Que aconselha a pais que queiram incutir nos filhos ainda pequenos o gosto pela leitura?
Parece-me que a palavra chave aqui é gosto. Aprende-se a gostar de leitura como se aprende a gostar de certos alimentos. Doseando, experimentando, despertando as papilas gustativas e aquilo que a se chama desejo. Há toda uma raiz comum, aliás, entre saber e sabor bem explorada por Roland Barthes no Prazer do texto. Por outro lado, aprender constitui talvez aquilo para que estamos mais naturalmente predispostos, se considerarmos que somos o animal mais dependente à face da terra... E como se aprende, desde a mais tenra idade? Por estímulos sensoriais e por reflexos endógenos. O primeiro de todos é a imitação (como evidencia Aristóteles na Poética).Não são necessários, por isso, grandes artimanhas nem manual de instruções...
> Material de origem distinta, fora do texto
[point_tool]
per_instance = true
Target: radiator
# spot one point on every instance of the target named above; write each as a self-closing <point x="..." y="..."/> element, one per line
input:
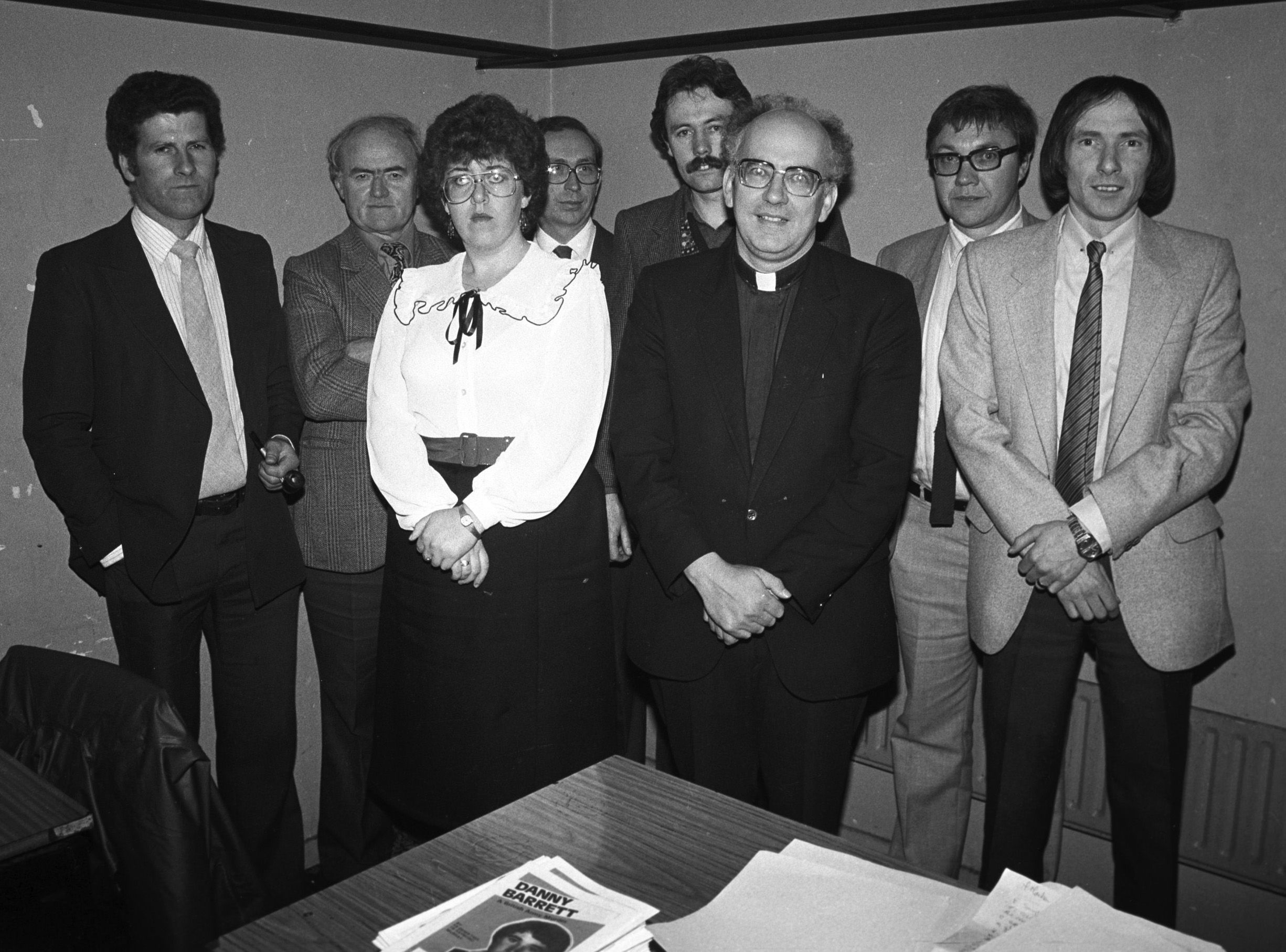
<point x="1235" y="794"/>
Recorda-se dos seus primeiros passos como leitora? O que começou por ler e como foi descobrindo, por exemplo, os clássicos?
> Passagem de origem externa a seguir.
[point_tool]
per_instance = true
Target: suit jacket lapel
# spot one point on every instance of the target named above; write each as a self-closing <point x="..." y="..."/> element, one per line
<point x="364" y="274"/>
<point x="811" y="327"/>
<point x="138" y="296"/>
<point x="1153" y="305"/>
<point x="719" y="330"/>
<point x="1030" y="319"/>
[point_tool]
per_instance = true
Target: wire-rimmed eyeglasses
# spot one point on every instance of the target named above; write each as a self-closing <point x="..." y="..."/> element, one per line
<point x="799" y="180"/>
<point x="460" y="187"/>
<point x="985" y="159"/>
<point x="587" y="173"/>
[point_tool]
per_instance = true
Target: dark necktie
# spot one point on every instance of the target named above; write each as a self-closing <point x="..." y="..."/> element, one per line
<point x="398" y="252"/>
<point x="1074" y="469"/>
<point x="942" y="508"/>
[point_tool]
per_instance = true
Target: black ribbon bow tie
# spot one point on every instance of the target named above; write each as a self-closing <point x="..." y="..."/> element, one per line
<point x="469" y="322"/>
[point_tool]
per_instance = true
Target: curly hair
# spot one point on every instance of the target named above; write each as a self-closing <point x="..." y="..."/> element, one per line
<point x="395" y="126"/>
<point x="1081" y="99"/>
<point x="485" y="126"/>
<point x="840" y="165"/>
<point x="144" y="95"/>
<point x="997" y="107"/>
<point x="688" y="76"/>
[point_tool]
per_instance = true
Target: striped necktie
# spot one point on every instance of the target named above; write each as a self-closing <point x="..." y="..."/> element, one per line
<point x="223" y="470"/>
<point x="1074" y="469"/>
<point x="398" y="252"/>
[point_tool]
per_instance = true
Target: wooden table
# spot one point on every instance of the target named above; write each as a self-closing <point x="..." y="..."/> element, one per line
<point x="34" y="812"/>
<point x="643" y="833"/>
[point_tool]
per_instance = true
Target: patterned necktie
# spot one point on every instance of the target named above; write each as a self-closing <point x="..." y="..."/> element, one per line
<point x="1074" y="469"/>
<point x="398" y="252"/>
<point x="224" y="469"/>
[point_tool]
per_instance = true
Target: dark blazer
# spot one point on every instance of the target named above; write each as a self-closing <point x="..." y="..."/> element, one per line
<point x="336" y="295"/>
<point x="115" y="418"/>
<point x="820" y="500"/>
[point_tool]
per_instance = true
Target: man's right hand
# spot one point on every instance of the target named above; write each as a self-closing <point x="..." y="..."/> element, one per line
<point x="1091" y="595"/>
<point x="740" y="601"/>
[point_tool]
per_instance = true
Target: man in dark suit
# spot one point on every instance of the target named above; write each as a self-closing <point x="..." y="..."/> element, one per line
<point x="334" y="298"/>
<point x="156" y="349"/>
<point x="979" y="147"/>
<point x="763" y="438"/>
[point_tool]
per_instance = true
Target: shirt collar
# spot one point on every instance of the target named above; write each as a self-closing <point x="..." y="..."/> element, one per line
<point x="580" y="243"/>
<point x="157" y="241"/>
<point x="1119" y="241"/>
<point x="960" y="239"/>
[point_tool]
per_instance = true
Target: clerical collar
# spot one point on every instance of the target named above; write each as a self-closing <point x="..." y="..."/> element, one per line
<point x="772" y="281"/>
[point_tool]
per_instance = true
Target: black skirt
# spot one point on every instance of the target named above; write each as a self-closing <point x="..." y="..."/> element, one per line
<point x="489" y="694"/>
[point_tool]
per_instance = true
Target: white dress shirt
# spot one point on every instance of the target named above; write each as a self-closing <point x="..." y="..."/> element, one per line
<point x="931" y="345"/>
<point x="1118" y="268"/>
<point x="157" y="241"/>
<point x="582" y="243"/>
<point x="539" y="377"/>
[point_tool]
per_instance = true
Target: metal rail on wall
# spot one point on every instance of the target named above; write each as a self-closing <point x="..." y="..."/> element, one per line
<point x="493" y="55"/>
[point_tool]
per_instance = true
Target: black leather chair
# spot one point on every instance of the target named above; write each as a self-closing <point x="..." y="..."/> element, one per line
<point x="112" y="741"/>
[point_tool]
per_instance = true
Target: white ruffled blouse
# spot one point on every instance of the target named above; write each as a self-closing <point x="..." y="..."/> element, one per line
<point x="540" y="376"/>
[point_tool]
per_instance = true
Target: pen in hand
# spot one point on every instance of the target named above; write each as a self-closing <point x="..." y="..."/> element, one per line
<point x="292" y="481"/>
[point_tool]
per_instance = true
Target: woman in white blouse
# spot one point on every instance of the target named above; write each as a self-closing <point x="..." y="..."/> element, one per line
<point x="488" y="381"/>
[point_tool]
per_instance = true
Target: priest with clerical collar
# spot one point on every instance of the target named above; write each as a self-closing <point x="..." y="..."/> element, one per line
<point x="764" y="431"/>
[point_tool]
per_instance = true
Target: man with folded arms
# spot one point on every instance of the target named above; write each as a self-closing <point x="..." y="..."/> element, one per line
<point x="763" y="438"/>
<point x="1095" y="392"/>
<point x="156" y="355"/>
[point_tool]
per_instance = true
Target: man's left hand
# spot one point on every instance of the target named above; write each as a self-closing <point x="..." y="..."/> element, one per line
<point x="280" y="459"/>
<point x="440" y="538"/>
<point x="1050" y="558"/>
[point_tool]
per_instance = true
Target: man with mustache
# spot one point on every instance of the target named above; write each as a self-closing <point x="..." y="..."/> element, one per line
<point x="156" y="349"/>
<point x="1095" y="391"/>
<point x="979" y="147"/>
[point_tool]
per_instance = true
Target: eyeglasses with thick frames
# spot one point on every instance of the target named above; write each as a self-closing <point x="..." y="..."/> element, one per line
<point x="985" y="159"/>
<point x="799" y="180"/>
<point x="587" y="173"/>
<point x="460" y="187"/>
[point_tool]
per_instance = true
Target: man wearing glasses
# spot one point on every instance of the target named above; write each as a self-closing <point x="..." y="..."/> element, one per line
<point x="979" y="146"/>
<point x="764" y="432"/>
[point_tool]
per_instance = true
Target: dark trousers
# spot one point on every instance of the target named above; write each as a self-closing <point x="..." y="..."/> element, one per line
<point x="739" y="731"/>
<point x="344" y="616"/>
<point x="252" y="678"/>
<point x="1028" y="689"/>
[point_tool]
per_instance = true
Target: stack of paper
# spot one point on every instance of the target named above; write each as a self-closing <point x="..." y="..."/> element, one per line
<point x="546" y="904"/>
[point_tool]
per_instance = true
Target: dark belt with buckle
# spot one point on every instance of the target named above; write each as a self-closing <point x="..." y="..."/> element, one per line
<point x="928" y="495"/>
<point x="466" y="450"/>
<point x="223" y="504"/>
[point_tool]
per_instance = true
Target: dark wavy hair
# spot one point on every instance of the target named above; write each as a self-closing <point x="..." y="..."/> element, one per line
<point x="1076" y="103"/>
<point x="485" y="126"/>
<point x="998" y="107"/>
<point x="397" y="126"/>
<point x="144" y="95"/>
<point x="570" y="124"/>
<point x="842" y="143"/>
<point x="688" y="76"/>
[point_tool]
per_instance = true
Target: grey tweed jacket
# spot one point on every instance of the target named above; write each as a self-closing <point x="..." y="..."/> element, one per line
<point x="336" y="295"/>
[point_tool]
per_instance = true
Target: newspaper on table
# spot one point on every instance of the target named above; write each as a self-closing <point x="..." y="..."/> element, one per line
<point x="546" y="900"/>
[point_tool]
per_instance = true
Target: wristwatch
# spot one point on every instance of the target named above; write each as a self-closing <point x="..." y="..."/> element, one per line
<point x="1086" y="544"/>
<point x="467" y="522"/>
Os meus primeiros passos como leitora situam-se antes da aprendizagem formal da leitura. Lembro-me do corpo, da voz que contava, da atmosfera envolvente, e que nunca resultava da mesma maneira. A minha avó, por exemplo, lia como o nariz em cima do livro, e eu achava isso muito curioso. Só mais tarde percebi que ela via mal, e que decifrava pior (a iliteracia, é bom não esquecer, era canónica, no nosso país, há duas gerações atrás), mas a magia era total! Anos depois, quando comecei a ler por mim própria, lembro-me que fiquei muito intrigada com aquela passagem do Principezinho em que o desenho duma caixa vazia satisfaz a insistência do pequeno herói que queria ver a sua ovelha. É verdade que mais à frente o autor diz que "o essencial é invisível aos olhos". Mas também é verdade que, por sentenças dessas, Saint-Exupéry foi rotulado de "moralista", quando, na realidade, também sugere (ou adverte para) o perigo do imediatismo (o "falso chapéu" no princípio do livro é genial). Walter Benjamin tem um texto belíssimo, "A caixa de leitura" (Infância berlinense) em que fala da leitura (e da escrita) como hábitos de efeitos duradouros. Creioque, de certa forma, a caixa vazia preludia o meu interesse pela questão da ficção, que outros "clássicos" como Mallarmé ou Pessoa me têm permitido explorar.